La rutina on-the-go de Charlotte Tilbury que sí vale el hype
Makeup

La rutina on-the-go de Charlotte Tilbury que sí vale el hype

Llegué a este lanzamiento pensando que ya conocía Pillow Talk (error número uno: subestimar algo que literalmente se vende cada cuatro segundos). Pero esta nueva iteración —Pillow Talk in Bloom— no va tanto de reinventar, sino de afinar eso que ya funciona… hasta que se siente más tuyo que nunca.

¿De qué va? Prácticamente es un upgrade más fresco, ligero y luminoso… un ajuste fino. Y justo por eso funciona. Aquí te va la rutina que hago cuando quiero verme bien sin pensar (by Charlotte Tilbury).

Disclaimer: hay un hack para ese glow (hola, Magic Cream)

Antes de color, hay que hablar de piel, porque sabemos que aquí empieza todo. Y por si no lo tenías en el radar: Charlotte Tilbury también reformuló su icónica Magic Cream, ahora potenciada con una mezcla de más de 100 péptidos pensados para hidratar, suavizar y darle ese efecto de piel “revivida” casi al instante.

Crema facial, Charlotte Tilbury; $1,570; elpalaciodehierro.com

Básicamente, esta cremita empezó como una mezcla secreta de backstage que Charlotte usaba durante años para rescatar la piel cansada y deshidratada de modelos y celebs en pleno fashion week (o sea, nació en crisis reales). Fue hasta 2013 que la lanzó oficialmente, después de que literalmente se la pidieran —insistentemente— quienes ya no querían maquillarse sin eso.

Sigue siendo ese producto que todo mundo jura que hace magia. Confirmo, funciona como crema, pero también como primer: deja la piel más lisa, más luminosa y hace que todo lo que pongas encima se vea mejor.

Mi versión favorita del effortless aka tu rutina on-the-go (cuando no quieras pensar)

Ahora sí, Empiezo por lo obvio: labios. El nuevo Pillow Talk Blush Balm Lip Tint es de esos productos que te prometen todo —labial, bálsamo, tinta— y normalmente entregan… más o menos. Aquí no. La textura es ligera, casi imperceptible, pero deja ese efecto “just kissed” que no se ve armado, es como si hubieras dormido bien, tomado agua (y buenas decisiones)… o al menos eso parece.

Lo interesante de este lanzamiento está en la química: se adapta al pH de tus labios, así que el color no es exactamente el mismo en nadie (como tus otros productos virales consentidos). Y sí, suena a claim de marketing, pero en la práctica se traduce en algo simple: no tienes que pensar demasiado. Te lo pones y funciona.

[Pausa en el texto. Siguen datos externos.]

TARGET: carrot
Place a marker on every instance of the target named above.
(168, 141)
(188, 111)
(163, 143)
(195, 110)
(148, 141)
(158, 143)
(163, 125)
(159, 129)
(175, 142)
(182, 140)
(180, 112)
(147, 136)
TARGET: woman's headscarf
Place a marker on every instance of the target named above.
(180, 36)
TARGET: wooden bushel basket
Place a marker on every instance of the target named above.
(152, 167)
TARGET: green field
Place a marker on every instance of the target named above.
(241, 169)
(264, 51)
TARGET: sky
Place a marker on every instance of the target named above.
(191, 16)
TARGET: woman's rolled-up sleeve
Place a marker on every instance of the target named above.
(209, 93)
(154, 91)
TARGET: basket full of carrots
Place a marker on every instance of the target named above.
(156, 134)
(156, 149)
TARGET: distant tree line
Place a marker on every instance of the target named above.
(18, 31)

Labial, balm & tint, Charlotte Tilbury; $750; elpalaciodehierro.com

Todas sabemos que el lado skincare ya no es opcional, por eso encuentras péptidos, mantecas y una fórmula pensada para hidratar de verdad. En teoría dura horas sin problema; en la vida real, depende. Hay días en los que sí se queda contigo casi intacto y otros en los que vas a querer reaplicar (no tanto por necesidad, más por ese impulso de “quiero volver a verme así de bien”).

Eso sí: si esperas un payoff intenso desde la primera pasada, no es ese producto. Aquí la técnica en cuestión va de capas ligeras y construcción. ¿Un tip rápido que cambia el resultado? Aplícalo directo del bullet, sin espejo, y luego difumina con el dedo. Si quieres más definición, un delineador debajo hace toda la diferencia. Y sí, también va en cheeks —ahí es donde realmente se vuelve ese básico en tu bolsa que resuelve.

Luego está el upgrade natural: la Pillow Talk Beauty Soulmates Palette, porque básicamente completa el único dúo de minutos que necesitas. De un lado, el polvo tiene efecto soft-focus que difumina todo sin dejar la piel plana (aunque, ojo, si eres team glow, probablemente quieras sumar un highlighter). Del otro, el blush con pigmento suficiente para emocionarte… o para pasarte si no mides. *friendly reminder: empieza con poco. Siempre.

En efecto, lo que muchas aman es realmente lo práctica que es: un solo compacto para sellar, corregir e inyectar color. Para traer en la bolsa y retocar sin pensar demasiado —que, siendo honestas, es cuando más lo necesitamos. Suaviza, levanta, ilumina —pero sigues siendo tú y eso me encanta. Sé que no necesito un look nuevo, solo que “florezca” un poco mejor. Y Pillow Talk in Bloom sí se siente como su nombre.